‘Tup-tup-tup’, el mar tranquilo
Estos truenos mecánicos eran un código del silencio en el litoral aún humanizado
Era un tup-tup-tup, lento pero firme, seco y espaciado, casi cardíaco. Con cadencia, sonidos como disparos, vacíos, idénticos, en serie, decoraban, marcaban el ambiente portuario, entonces limpio de ruidos y prisas.
El hecho previsible, un instante musical, intransferible, privado, situó décadas de vida portuaria, marinera. Música de solista sin armonía que ocupó tiempos perdidos y la imaginación de generaciones de niños litorales.
Era un murmullo de explosiones de un motor de un solo pistón, un eco concreto, un chasquido de viento caliente, entre cañoncito y toque de tambor africano elegante, como un aviso.
Fijó la salida y la llegada de las barcas del bou, de pesca de arrastre. Los golpes mecánicos, apacibles, eran un código del silencio pretérito en el mar aún humanizado.
“Era mi nana, la compañía por un niño de es Puig de Sant Pere [antiguo barrio de pescadores tras la muralla de Palma]. Esperaba, escuchaba, y saltaba al muelle”, evoca Xisco Pol, que colecciona imágenes y documenta su memoria.

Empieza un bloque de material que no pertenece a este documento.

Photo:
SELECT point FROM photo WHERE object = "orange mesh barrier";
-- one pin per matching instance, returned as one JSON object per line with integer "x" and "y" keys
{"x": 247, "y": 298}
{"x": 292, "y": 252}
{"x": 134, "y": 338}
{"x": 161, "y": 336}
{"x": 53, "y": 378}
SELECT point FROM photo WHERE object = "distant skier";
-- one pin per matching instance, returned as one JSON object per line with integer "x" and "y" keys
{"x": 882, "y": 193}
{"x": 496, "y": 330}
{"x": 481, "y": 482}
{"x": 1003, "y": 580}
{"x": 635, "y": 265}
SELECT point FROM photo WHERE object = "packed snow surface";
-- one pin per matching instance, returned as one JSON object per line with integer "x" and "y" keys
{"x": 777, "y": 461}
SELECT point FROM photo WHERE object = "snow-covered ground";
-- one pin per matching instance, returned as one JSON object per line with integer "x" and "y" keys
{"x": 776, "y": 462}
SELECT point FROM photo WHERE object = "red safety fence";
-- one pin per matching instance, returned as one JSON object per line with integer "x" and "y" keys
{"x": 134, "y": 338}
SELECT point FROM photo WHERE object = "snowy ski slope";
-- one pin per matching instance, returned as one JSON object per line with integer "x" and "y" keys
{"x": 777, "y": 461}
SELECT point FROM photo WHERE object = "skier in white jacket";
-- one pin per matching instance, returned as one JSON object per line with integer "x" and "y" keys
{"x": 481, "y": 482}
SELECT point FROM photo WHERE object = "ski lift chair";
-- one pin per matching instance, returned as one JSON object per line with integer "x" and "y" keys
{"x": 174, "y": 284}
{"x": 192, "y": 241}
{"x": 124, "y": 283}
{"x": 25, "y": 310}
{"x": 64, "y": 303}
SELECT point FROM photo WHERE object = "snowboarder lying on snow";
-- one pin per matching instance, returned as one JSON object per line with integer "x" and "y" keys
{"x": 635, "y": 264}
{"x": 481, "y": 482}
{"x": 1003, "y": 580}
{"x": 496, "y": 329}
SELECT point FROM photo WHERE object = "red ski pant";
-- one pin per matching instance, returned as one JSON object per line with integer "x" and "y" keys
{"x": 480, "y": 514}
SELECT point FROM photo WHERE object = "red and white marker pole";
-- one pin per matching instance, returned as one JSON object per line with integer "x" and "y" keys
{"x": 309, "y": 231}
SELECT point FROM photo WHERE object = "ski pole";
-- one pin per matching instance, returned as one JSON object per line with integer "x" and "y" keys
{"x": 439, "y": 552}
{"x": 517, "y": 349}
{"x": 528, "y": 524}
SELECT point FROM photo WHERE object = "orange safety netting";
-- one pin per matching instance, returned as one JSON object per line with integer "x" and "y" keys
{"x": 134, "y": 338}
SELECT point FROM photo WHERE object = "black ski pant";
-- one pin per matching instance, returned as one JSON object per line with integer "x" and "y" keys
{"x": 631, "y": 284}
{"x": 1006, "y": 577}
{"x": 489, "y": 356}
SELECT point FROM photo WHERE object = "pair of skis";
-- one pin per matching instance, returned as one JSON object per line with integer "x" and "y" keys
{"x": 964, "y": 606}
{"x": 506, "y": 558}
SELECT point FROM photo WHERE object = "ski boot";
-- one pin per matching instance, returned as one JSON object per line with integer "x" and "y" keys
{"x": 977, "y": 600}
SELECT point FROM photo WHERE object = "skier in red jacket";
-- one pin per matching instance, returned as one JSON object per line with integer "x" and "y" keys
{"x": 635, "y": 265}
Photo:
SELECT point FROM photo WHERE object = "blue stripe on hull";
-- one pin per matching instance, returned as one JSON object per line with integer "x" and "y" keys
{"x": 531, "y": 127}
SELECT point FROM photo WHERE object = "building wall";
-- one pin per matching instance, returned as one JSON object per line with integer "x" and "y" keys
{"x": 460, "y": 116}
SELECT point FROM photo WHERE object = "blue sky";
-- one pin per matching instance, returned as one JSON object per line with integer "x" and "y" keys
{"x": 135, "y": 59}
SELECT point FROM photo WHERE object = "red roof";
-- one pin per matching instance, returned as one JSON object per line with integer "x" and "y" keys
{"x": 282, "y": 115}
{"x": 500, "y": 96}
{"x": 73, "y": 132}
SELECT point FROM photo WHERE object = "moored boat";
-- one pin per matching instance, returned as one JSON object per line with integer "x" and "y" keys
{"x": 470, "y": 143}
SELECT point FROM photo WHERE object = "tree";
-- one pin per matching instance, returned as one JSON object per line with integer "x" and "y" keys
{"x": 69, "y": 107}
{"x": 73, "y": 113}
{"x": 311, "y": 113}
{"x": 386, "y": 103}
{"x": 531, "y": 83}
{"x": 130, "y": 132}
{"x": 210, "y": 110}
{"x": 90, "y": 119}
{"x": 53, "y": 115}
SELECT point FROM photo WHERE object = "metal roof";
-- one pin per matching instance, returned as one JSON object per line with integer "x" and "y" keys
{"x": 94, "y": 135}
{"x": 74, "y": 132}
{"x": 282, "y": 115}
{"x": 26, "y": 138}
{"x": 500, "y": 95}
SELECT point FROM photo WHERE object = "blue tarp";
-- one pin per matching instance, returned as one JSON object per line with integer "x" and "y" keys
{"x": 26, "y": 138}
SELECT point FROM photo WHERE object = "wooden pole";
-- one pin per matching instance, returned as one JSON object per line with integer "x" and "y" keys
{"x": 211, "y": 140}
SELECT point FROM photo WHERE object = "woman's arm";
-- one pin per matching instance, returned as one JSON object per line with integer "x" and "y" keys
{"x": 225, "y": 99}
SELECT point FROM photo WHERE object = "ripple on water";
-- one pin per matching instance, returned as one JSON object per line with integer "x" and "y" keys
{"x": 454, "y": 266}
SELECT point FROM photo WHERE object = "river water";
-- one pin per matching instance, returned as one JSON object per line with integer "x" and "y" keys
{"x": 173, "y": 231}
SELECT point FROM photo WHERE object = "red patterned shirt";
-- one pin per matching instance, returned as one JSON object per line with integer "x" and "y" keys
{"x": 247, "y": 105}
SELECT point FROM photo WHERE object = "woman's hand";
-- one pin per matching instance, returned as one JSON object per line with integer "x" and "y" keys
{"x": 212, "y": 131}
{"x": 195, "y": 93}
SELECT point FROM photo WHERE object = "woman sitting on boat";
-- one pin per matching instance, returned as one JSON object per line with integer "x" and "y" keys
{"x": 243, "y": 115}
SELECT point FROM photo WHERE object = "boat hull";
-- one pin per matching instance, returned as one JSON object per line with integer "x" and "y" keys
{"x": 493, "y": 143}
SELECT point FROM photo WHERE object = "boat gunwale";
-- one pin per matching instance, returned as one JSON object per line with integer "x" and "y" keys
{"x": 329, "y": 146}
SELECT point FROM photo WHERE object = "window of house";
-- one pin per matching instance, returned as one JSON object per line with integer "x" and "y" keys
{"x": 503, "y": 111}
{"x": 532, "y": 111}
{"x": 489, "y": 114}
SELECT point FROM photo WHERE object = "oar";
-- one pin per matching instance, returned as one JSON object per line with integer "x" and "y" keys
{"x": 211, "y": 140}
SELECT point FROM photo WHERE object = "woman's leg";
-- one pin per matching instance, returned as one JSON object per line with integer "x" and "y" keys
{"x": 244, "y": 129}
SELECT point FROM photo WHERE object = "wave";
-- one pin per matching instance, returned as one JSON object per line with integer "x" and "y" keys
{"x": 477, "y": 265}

“Tup-tup-tup”, verbaliza Pol con la boca y llena de viento para recordar sus días del vou-veri-vou en un navegar imaginario, melancólico.
Los sonidos de los bous eran salvas sin pólvora, la voz de un motor primitivo, solitario, lento de semidiésel. La máquina de un solo pistón enorme en barcas que iban a vela, a parejas, para arrastrar la red —bou—, con cadenas y plomos para labrar el fondo marino y sacar los peces y especies enterrados.

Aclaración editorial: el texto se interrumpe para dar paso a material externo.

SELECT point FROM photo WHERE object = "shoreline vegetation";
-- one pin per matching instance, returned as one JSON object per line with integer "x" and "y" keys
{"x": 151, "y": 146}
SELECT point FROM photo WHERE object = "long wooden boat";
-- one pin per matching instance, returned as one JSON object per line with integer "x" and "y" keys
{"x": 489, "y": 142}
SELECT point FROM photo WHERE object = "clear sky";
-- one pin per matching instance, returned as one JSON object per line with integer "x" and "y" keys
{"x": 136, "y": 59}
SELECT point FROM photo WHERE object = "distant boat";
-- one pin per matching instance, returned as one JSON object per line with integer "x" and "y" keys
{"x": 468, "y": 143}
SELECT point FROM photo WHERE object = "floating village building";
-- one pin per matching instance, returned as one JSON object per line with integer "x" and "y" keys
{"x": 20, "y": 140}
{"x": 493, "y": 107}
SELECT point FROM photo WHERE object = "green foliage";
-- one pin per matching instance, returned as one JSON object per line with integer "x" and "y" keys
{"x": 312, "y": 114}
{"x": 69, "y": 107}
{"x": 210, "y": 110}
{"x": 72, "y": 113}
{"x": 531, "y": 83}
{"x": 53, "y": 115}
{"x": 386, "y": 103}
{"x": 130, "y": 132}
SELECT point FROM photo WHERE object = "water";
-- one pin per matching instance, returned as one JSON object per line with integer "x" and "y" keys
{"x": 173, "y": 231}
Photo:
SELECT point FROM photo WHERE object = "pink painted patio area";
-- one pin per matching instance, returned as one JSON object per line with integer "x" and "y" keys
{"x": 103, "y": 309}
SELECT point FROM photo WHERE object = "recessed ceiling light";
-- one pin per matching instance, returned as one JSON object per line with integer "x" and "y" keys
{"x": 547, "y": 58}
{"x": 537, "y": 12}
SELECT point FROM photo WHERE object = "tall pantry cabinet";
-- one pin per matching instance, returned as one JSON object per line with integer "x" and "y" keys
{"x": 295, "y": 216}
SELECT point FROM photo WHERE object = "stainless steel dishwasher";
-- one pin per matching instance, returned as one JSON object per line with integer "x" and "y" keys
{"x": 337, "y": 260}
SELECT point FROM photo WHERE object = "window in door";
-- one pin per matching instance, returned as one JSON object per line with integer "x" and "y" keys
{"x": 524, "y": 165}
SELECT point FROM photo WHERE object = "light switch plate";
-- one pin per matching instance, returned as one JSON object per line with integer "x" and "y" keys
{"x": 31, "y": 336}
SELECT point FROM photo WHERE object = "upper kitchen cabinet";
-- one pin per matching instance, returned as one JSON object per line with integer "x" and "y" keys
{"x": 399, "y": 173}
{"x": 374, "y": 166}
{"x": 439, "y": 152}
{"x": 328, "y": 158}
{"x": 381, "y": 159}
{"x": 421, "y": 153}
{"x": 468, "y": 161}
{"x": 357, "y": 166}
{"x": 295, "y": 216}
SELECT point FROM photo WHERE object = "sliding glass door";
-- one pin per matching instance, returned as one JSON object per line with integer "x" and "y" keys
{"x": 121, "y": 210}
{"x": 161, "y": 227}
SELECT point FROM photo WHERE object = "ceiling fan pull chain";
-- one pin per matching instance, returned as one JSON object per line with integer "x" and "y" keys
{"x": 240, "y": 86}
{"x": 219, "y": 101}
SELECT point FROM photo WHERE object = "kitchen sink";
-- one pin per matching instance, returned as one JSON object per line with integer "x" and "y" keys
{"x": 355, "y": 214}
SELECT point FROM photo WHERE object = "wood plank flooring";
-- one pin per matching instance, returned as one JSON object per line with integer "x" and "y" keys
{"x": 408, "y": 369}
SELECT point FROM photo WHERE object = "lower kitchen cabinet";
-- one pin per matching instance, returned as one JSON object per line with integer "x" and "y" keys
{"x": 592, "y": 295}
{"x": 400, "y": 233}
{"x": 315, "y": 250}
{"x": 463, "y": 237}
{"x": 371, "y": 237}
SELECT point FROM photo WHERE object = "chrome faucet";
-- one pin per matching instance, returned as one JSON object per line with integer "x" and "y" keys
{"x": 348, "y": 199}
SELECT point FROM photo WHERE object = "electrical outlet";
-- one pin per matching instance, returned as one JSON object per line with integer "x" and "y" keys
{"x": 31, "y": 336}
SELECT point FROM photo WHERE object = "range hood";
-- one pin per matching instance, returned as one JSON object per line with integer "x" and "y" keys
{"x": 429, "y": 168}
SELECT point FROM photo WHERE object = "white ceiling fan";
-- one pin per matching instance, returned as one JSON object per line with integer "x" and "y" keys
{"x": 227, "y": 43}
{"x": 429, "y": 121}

Los arcaicos motores fueron un hito pionero, la revolución en la navegación pesquera tras siglos en los que la única fuerza era la de los brazos para remos o la ingobernable naturaleza, el viento en la vela.

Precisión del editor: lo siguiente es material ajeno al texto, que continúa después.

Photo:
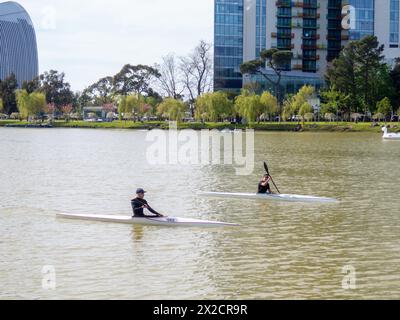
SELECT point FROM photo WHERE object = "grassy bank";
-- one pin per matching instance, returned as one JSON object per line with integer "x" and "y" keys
{"x": 284, "y": 126}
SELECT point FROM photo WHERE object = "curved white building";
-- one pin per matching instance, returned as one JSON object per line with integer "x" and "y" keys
{"x": 18, "y": 47}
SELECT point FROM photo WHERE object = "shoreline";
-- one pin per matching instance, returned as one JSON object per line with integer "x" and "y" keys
{"x": 265, "y": 126}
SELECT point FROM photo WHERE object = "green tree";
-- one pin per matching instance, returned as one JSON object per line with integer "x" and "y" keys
{"x": 304, "y": 110}
{"x": 135, "y": 79}
{"x": 7, "y": 93}
{"x": 213, "y": 106}
{"x": 23, "y": 103}
{"x": 395, "y": 78}
{"x": 276, "y": 60}
{"x": 361, "y": 74}
{"x": 369, "y": 58}
{"x": 30, "y": 104}
{"x": 293, "y": 104}
{"x": 335, "y": 102}
{"x": 384, "y": 107}
{"x": 56, "y": 89}
{"x": 248, "y": 105}
{"x": 269, "y": 104}
{"x": 173, "y": 109}
{"x": 128, "y": 105}
{"x": 101, "y": 92}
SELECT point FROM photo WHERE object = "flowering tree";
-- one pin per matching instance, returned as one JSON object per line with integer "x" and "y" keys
{"x": 108, "y": 107}
{"x": 66, "y": 110}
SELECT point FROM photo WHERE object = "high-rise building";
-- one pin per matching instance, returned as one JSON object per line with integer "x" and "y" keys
{"x": 18, "y": 47}
{"x": 228, "y": 44}
{"x": 315, "y": 31}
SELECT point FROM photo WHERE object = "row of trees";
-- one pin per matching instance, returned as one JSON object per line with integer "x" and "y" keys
{"x": 182, "y": 78}
{"x": 359, "y": 83}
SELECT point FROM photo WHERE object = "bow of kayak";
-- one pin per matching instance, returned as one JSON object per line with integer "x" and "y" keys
{"x": 275, "y": 197}
{"x": 163, "y": 221}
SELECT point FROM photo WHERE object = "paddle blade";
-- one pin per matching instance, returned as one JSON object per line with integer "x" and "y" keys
{"x": 266, "y": 167}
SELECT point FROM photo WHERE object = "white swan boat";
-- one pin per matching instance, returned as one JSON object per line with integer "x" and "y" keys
{"x": 390, "y": 136}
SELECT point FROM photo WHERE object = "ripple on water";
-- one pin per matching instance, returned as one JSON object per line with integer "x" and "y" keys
{"x": 280, "y": 251}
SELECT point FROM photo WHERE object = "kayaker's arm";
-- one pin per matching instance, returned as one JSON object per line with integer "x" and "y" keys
{"x": 153, "y": 211}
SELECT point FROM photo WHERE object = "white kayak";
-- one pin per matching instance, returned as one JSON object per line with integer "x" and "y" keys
{"x": 164, "y": 221}
{"x": 276, "y": 197}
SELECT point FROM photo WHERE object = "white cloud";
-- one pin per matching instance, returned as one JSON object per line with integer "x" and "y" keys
{"x": 90, "y": 39}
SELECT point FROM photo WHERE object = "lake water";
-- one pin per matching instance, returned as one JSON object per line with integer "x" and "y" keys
{"x": 281, "y": 250}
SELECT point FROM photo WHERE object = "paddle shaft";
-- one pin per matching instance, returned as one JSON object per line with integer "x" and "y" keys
{"x": 275, "y": 185}
{"x": 272, "y": 179}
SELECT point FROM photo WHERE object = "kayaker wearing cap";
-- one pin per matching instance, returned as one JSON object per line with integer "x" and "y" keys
{"x": 263, "y": 186}
{"x": 139, "y": 204}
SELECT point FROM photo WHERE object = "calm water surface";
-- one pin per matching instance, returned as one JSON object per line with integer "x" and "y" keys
{"x": 281, "y": 251}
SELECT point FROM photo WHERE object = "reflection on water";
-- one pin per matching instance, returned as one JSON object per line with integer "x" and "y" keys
{"x": 282, "y": 250}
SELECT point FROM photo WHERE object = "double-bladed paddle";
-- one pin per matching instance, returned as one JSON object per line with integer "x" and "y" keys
{"x": 267, "y": 170}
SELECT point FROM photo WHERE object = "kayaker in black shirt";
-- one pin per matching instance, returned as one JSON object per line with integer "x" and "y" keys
{"x": 263, "y": 186}
{"x": 139, "y": 204}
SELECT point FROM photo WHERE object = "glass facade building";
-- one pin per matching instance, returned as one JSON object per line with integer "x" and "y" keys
{"x": 365, "y": 19}
{"x": 394, "y": 22}
{"x": 18, "y": 47}
{"x": 261, "y": 26}
{"x": 228, "y": 44}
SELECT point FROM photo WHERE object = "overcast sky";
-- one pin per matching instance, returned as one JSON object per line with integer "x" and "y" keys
{"x": 90, "y": 39}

El sonido de corazón de la máquina era el fruto de la presión y estallido del carburante pobre en un émbolo gigante con un volante enorme. El motor —de cabeza caliente— se ponía en marcha con un mechero de mecha de lana, prendiendo fuego con el flamete usado para chamuscar el cerdo en la matanza.
El motor no tenía marcha atrás y el maquinista debía casi parar el pistón, y la fuerza, a mano, girar el sentido de giro del volante de la máquina y así la hélice rodaba al revés. Titánico y peligroso.
En los muelles, casi a oscuras, el motor del bou comenzaba a respirar, casi agónico. Tomaba fuerza y giraba lento: unos primeros toc-toc, el aviso de la explosión en espasmo. Sobre la barca, con el sonido acompasado, se alzaban círculos, volutas perfectas de humo.
Las señales, los anillos negros, bailaban en el cielo. Salían rectas de la boca grande de la chimenea de la barca, en un tira de coronas ahumadas. El bramido del bou tenía sutileza.
Los sonidos y las señales fijaban instantes vacíos de la tarde; o se imaginaban en la oscuridad cerrada de la madrugada, en un desfile fijo de orden.
Las barcas iban y volvían entre el alba y la media tarde. El ritmo y la marcha amable de pescadores y marineros, para islómanos.
Ahora el mar insular no es un ámbito tranquilo casi nunca. Ni cuando está plano en calma, sin olas ni viento. Siempre pasa un camionero, lancha o llautot de motores gigantescos que braman y generan grandes oleajes, estropean el paisaje y el bienestar de los bañistas y, sobre todo, estorban, ponen en peligro a los navegantes tradicionales, pausados, menores que esas bestias.